Privat ist sie ganz anders

Passgenau legt ihr Musizierduktus ein Fundament für die Omnipräsenz der sichtbaren und unterschwelligen Gewalt in den Filmen, mit ihr als Künstlerin selbst habe das jedoch nichts zu tun. „Mein Wesen ist ganz anders als meine Musik“, erzählt Hildur Gudnadóttir an jenem Nachmittag neulich in Berlin, wo die Tochter eines Dirigenten aus Reykjavík nach einer ersten Station an der Icelandic Academy of Arts an der Hochschule der Künste Komposition studiert hat und seit vielen Jahren lebt. Ausführlich beantwortet sie jede Frage, sehr selbstbewusst, mit einem sehr strengen Selbstverständnis als Künstlerin jedoch auch. Nicht so sehr nur pure Freude hätten ihr all die Auszeichnungen gebracht, sondern in erster Linie „mehr Freiraum für mich“ und „den Beweis, dass man mir vertraut für das, was ich tue“, erzählt sie. Oder dass es keineswegs die kühl-karge Natur Islands sei, die sie in ihrer Herangehensweise geprägt habe: „In Island gibt es viel Platz, aber Berlin hat mir viel mehr geistigen Freiraum gegeben – und der ist mindestens so wichtig, wenn nicht noch wichtiger.“

So ganz von der Strenge kann sie sich bei ihrem künstlerischen Ansatz allerdings doch nicht frei machen. Der verspielte Ton ist ihre Sache nicht; in „Chernobyl“ wollte sie „die Musik Strahlung sein lassen“, für ihre Arbeit versucht sie, „alles zu eliminieren, was Störgeräusche in mein Leben bringt“, und ihr Instrument begreift sie „als Verlängerung meiner Persönlichkeit“ – alles Sätze, wie sie beileibe nicht jeder Musiker formuliert, der in die Öffentlichkeit drängt.

Bewusst entziehen will sie sich dieser Öffentlichkeit aber nicht.

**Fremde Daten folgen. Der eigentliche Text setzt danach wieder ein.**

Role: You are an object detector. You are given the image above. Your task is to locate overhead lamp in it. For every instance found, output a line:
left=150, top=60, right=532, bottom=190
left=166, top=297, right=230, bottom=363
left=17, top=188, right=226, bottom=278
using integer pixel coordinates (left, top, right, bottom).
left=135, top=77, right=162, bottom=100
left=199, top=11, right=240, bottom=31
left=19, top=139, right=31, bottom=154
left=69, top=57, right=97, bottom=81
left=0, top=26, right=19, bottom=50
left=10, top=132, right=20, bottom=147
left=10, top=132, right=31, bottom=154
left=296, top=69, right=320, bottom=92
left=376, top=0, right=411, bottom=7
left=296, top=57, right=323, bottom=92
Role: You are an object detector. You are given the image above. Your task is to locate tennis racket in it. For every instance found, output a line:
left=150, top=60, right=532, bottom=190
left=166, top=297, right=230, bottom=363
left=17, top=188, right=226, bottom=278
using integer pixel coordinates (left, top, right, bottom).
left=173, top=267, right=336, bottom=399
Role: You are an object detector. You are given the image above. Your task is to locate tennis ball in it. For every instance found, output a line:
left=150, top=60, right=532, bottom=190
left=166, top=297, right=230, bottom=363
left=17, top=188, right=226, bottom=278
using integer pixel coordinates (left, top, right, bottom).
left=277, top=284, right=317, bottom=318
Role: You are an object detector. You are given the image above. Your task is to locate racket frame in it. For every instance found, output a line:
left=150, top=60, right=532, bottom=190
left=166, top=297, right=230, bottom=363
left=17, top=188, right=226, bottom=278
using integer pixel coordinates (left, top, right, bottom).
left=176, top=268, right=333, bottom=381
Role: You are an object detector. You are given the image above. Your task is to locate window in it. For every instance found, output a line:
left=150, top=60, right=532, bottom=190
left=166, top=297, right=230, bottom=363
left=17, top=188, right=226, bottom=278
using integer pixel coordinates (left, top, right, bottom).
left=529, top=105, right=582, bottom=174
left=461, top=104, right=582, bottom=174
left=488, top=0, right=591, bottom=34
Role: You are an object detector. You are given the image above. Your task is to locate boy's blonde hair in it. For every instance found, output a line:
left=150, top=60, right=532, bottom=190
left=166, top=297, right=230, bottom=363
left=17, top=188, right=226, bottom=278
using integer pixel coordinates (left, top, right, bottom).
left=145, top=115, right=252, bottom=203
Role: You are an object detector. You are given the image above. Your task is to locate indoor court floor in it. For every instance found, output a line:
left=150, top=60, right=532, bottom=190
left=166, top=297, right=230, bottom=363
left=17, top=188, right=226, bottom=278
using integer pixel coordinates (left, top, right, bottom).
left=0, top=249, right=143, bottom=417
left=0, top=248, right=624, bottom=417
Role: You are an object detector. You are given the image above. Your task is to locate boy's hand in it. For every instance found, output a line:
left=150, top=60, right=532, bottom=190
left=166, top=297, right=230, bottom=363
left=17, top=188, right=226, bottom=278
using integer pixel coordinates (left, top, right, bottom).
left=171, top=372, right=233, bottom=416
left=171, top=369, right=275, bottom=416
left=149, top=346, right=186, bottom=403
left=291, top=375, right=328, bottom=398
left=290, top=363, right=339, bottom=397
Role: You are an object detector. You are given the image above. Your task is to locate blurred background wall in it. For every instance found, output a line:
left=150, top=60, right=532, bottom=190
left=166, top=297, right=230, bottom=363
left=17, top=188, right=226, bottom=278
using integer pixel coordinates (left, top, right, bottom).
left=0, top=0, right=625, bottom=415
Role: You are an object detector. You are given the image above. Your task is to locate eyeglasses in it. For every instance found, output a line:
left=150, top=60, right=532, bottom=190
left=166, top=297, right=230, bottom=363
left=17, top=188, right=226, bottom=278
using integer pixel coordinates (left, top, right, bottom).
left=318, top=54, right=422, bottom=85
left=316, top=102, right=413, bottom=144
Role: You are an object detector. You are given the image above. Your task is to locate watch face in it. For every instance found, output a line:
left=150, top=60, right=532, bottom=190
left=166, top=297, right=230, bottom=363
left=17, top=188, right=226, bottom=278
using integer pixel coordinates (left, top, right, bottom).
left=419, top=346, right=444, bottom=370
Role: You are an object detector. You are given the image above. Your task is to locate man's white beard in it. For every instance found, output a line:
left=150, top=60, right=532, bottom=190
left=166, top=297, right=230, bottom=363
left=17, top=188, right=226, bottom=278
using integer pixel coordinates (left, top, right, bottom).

Man kann dies bei Youtube in ihren Dankesreden auf den Bühnen in Los Angeles sehen, bei der häufigen Zusammenarbeit mit anderen Popmusikern oder bei den sorgfältig ausgesuchten Konzertperformances, bei denen sie auch live spielt – demnächst etwa bei dem herausragend gut kuratierten Rewire-Festival Anfang April in Den Haag.

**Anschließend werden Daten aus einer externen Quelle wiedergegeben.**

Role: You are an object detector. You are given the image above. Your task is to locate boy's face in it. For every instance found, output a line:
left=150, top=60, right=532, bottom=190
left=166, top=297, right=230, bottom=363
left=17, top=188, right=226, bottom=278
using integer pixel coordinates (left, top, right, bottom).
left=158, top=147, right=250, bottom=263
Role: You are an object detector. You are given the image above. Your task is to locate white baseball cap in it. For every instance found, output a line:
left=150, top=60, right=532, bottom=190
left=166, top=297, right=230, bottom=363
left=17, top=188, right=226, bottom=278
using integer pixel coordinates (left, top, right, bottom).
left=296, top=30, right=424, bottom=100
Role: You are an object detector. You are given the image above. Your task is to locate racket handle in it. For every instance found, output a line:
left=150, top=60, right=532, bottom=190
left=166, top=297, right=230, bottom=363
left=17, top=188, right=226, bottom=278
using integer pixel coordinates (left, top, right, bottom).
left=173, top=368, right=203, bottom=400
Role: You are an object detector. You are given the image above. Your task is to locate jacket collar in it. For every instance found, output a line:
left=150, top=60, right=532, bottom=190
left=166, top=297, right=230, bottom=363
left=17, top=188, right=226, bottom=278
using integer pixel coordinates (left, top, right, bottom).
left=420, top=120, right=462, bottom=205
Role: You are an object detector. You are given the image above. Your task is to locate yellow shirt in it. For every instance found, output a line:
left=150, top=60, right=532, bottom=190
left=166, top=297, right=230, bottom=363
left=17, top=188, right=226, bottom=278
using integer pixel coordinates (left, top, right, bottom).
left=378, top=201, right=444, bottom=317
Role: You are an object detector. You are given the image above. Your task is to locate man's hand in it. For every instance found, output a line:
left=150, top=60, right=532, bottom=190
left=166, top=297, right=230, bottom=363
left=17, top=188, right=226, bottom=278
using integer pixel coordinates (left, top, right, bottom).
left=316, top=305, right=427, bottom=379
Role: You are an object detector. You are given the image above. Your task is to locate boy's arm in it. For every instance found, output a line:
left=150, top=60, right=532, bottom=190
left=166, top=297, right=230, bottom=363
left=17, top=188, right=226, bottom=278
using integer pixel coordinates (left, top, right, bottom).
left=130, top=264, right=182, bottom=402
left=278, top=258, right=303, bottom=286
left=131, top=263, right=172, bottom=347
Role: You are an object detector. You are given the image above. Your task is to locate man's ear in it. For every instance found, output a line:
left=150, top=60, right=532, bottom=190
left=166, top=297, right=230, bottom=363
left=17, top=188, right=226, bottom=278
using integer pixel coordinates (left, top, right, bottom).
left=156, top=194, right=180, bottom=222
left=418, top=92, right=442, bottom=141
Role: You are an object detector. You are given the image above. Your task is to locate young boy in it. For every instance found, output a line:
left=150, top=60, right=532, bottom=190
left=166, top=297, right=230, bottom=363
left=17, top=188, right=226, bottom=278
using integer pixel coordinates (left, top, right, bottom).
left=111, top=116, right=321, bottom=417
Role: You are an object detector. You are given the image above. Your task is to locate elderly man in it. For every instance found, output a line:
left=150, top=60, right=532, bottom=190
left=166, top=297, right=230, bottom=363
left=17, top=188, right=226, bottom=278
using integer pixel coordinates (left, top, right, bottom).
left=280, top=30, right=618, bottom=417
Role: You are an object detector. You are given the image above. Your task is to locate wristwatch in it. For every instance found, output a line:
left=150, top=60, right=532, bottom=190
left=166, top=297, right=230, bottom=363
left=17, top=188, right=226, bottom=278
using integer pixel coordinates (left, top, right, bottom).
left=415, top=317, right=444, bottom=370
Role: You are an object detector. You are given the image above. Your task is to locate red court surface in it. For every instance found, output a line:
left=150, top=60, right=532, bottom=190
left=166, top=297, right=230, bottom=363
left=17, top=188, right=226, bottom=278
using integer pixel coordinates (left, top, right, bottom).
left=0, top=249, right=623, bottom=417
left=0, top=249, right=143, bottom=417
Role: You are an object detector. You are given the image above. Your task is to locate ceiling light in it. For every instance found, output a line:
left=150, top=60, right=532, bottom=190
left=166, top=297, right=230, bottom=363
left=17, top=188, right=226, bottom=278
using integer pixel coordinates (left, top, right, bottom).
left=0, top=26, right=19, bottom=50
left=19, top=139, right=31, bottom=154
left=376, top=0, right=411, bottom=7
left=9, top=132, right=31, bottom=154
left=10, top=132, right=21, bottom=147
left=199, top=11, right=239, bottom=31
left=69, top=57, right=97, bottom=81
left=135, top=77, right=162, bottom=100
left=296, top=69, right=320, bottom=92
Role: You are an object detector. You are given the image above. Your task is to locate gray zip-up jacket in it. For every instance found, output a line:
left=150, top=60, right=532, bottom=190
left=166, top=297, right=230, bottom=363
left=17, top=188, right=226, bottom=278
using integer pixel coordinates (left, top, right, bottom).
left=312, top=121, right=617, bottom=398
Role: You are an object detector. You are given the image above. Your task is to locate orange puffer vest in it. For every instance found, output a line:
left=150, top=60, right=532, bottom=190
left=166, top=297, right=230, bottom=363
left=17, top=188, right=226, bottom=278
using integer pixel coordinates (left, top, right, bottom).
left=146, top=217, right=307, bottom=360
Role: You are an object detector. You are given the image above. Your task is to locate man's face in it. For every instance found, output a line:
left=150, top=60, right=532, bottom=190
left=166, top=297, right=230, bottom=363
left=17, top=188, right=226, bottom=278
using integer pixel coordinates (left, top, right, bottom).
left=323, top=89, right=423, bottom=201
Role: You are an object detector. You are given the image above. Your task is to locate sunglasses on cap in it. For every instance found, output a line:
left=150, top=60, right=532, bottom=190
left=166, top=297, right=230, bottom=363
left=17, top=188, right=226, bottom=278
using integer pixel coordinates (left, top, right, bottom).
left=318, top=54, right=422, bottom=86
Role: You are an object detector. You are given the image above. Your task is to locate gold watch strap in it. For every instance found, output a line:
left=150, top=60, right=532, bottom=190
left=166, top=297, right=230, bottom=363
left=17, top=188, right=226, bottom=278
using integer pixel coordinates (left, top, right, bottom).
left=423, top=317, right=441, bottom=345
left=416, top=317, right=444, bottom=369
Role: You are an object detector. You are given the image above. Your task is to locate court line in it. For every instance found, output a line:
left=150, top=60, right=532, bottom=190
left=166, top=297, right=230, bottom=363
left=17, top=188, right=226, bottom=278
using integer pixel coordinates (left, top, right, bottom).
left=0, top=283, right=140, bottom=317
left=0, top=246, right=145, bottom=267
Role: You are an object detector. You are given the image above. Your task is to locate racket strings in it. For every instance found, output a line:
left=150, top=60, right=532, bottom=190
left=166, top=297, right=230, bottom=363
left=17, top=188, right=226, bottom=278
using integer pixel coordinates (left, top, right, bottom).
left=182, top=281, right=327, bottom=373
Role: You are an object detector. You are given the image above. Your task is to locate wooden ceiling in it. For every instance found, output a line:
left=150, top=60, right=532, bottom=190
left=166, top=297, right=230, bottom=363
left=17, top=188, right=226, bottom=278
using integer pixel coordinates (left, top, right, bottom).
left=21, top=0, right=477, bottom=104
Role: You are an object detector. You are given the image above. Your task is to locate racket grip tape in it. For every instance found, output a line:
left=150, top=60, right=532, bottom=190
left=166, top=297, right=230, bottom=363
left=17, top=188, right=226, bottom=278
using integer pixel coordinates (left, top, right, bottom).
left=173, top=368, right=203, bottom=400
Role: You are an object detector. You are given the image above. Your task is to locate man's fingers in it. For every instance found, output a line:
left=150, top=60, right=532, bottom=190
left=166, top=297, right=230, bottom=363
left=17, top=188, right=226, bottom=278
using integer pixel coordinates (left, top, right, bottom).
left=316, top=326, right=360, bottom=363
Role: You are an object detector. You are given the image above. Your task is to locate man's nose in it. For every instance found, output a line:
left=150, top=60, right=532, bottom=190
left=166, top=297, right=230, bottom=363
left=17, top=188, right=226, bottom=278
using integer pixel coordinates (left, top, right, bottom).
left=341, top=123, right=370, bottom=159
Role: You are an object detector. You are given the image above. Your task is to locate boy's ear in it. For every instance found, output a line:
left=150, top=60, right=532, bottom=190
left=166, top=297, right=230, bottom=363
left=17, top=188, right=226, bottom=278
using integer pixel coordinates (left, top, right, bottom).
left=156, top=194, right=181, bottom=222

Ein Schutzpanzer ist nötig

Ein Schutzpanzer ist ihr umgekehrt sehr wichtig, das hört man ihr an. „Ich wurde glücklicherweise bisher immer von Leuten angesprochen, die etwas mit mir machen wollten“, sagt sie etwa über die denkbare Angst, nicht über die Verwendung ihrer Musik mitreden zu können. Auf die für sie angenehme Spitze getrieben wurde das beim „Joker“, von dessen Regisseur sie fast schon schwärmt. „Todd ist ein starker Charakter, er hat mich vor dem ganzen Hollywoodlärm geschützt“, sagt sie – und Philipps hat sie tatsächlich, höchst ungewöhnlich, zunächst die Musik schreiben lassen und sich daran dann beim Dreh orientiert. Das für sie beglückende filmische Ergebnis sei schließlich „genau das gewesen, was ich beim Komponieren vor meinem geistigen Auge gesehen habe“.

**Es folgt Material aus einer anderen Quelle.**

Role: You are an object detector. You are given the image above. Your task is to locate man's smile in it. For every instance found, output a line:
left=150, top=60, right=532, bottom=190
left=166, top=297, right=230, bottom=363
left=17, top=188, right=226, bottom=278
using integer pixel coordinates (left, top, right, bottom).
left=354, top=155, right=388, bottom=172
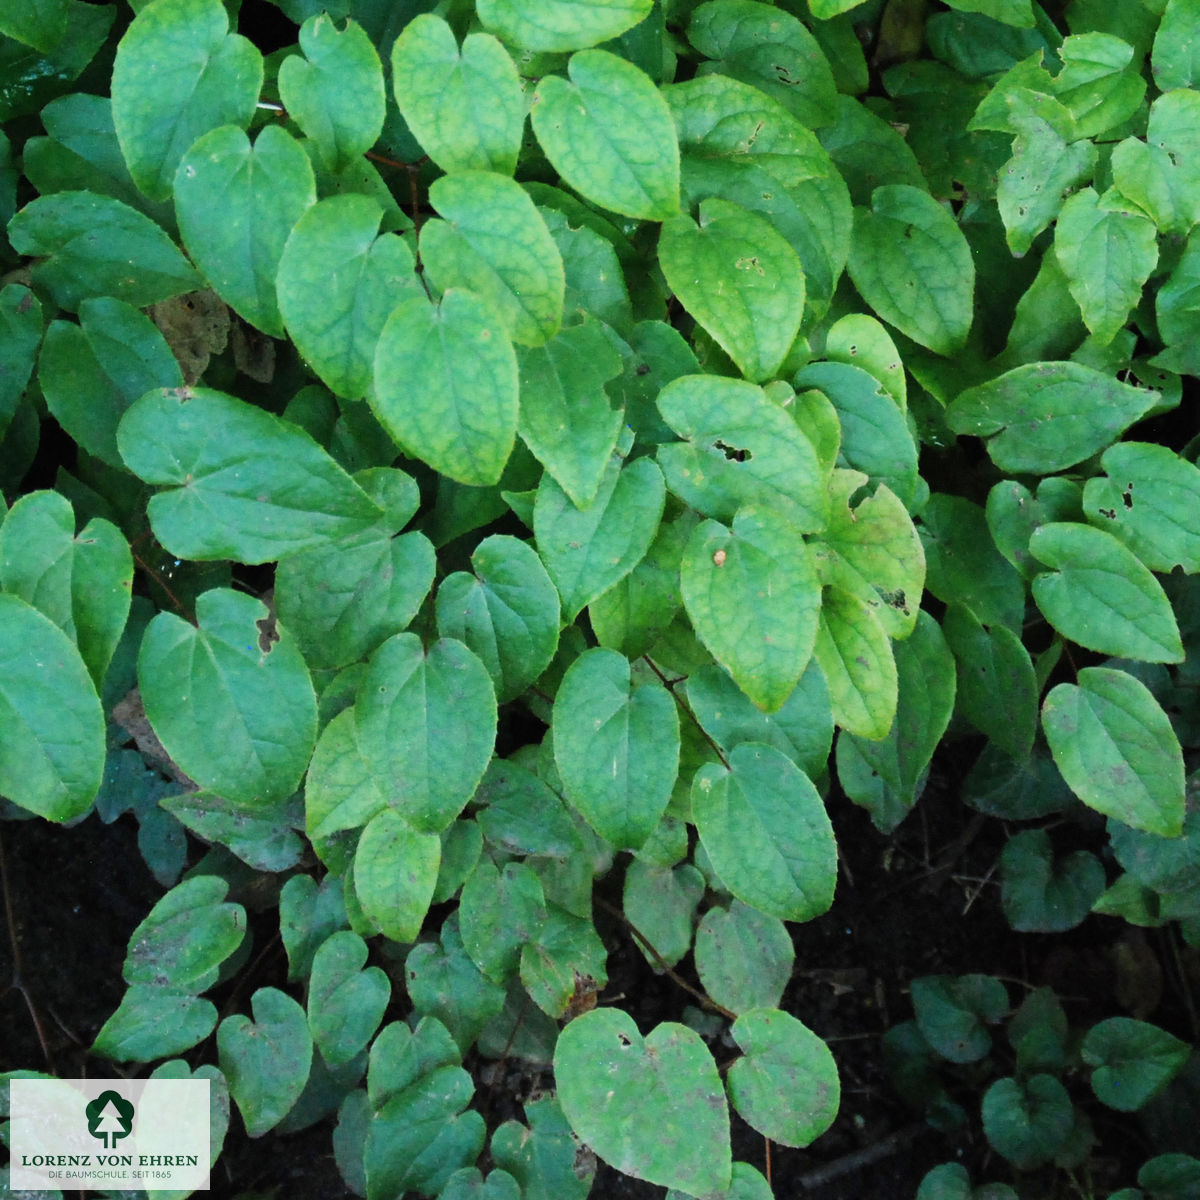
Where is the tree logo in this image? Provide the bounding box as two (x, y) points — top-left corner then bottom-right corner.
(85, 1090), (135, 1149)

Und was kommt, wenn sich der Rummel um den „Joker“ gelegt hat? Vielleicht mal wieder Theatermusik, wie sie sie auch schon geschrieben hat? Oder neue Musik mit Bands wie Múm (in der sie selbst einst mitspielte), den britischen Industrialpionieren Throbbing Gristle oder der amerikanischen Indieband Animal Collective, mit der sie bereits tourte? Kollaborationen wie schon einmal mit Ryuichi Sakamoto oder anderen Pop-Könnern?

Hildur Gudnadóttir weiß es noch nicht. Sie sei wie Hänsel und Gretel, folge den Brotkrümeln und lasse sich überraschen, sagt sie. Bis sie das nächste Mal etwas von sich hören lässt, brauche sie erst mal wieder ihre innere Ausgeglichenheit zurück. Muße, frei von Störgeräuschen. Und Zeit, denn gut Ding will bei ihr Weile haben. Allein an der „Joker“-Filmmusik hat sie anderthalb Jahre gearbeitet.